Bahrain’s main opposition group, the al-Wefaq National Islamic Society, says a former prisoner has died from medical complications he sustained during his time in prison.
Al-Wefaq said in a post published on its Twitter page that Ali Qambar passed away on Monday after losing his battle with cancer, which he had developed as a result of deliberate medical negligence and various forms of torture in the Manama regime’s detention centers.
Arabic-language Lualua television network reported that the body of the 48-year-old former prisoner was taken to his home village of Nuwaidrat, located about 10 kilometers south of the capital Manama, to be laid to rest later in the day.
The report added that a large number of people took part in his funeral procession.
The death of Ali Qambar sparks a mass outpouring of grief as a large crowd of mourners takes part in his funeral procession. #Bahrain pic.twitter.com/9lzBl1zKq9
— LuaLuaTV (@LuaLuaEnglish) October 25, 2021
Bahraini regime forces arrested Qambar in 2012 for his political activism. He stood trial and was sentenced to prison on trumped-up charges.

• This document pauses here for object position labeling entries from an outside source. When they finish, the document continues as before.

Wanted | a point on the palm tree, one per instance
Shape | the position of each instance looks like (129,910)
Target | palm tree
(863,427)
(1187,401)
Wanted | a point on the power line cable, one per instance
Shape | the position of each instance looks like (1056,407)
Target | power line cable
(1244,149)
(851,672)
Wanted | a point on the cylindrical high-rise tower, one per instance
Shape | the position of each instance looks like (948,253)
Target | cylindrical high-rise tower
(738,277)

He was released in 2018 when his health condition deteriorated severely.
Bahrain has come under pressure from human rights organizations over prison conditions, including overcrowding, poor sanitation and lack of medical care.
Back on June 10, Bahrain’s interior ministry said in a statement that political prisoner Hussein Barakat, 48, died at a hospital after being infected with COVID-19.
He had been taken from prison to Salmaniya Hospital on May 29, it said.
Barakat was sentenced in 2018, along with 53 other individuals, to life in prison in a mass trial of 138 defendants, according to Britain-based human rights group Bahrain Institute for Rights and Democracy (BIRD).
Back in April, Bahrain’s most prominent cleric Ayatollah Sheikh Isa Qassim said drawing up a new constitution was the only way out of the political crisis in the protest-hit tiny kingdom, urging the regime in Manama to pursue an agreement with the Bahraini opposition instead of increasingly suppressing dissent.
Demonstrations in Bahrain have been held on a regular basis ever since a popular uprising began in mid-February 2011.
The participants demand that the Al Khalifah regime relinquish power and allow a just system representing all Bahrainis to be established.
Manama, however, has gone to great lengths to clamp down on any sign of dissent.